这是用学习《用python进行数据分析》的连载。这篇博客记录的是学习第二章引言部分的内容

内容

一、分析usa.org的数据

（1）载入数据

import json

if __name__ == "__main__":
    # load data
    path = "../../datasets/bitly_usagov/example.txt"
    with open(path) as data:
        records = [json.loads(line) for line in data]

（2）计算数据中不同时区的数量

1、复杂的方式

# define the count function
def get_counts(sequence):
    counts = {}
    for x in sequence:
        if x in counts:
            counts[x] += 1
        else:
            counts[x] = 1
    return counts

2.简单的方式

from collections import defaultdict


# to simple the count function
def simple_get_counts(sequence):
    # initialize the all value to zero
    counts = defaultdict(int)
    for x in sequence:
        counts[x] += 1
    return counts

简单之所以简单是因为它引用了defaultdicta函数，初始化了字典中的元素，将其值全部初始化为0，就省去了判断其值是否在字典中出现的过程

（3）获取出现次数最高的10个时区名和它们出现的次数

1.复杂方式

# get the top 10 timezone which value is biggest
def top_counts(count_dict, n=10):
    value_key_pairs = [(count, tz) for tz, count in count_dict.items()]
    # this sort method is asc
    value_key_pairs.sort()
    return value_key_pairs[-n:]

# get top counts by get_count function
counts = simple_get_counts(time_zones)
top_counts = top_counts(counts)

2.简单方式

from collections import Counter

# simple the top_counts method
def simple_top_counts(timezone, n=10):
    counter_counts = Counter(timezone)
    return counter_counts.most_common(n)
simple_top_counts(time_zones)

简单方式之所以简单，是因为他利用了collections中自带的counter函数，它能够自动的计算不同值出现的次数，并且不需要先计算counts

（4）利用pylab和dataframe画出不同timezone的出现次数，以柱状图的形式。

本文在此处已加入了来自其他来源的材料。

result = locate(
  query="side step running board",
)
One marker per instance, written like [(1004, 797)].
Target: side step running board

from pandas import DataFrame, Series
import pandas as pd
import numpy as np
import pylab as pyl

# use the dataframe to show the counts of timezone
def show_timezone_data(records):
    frame = DataFrame(records)
    clean_tz = frame['tz'].fillna("Missing")
    clean_tz[clean_tz == ''] = 'Unknown'
    tz_counts = clean_tz.value_counts()
    tz_counts[:10].plot("barh", rot=0)
    pyl.show()

以下是结果图：

我刚开始的时候，能够执行代码，但是一直显示不出这个图。后来我查阅了资料发现是因为，我用的是pycharm，它是一个编辑器，不处于pylab模式，所以你需要先引入pylab模块，然后执行 pylab.show()指令才能够使这个图出现。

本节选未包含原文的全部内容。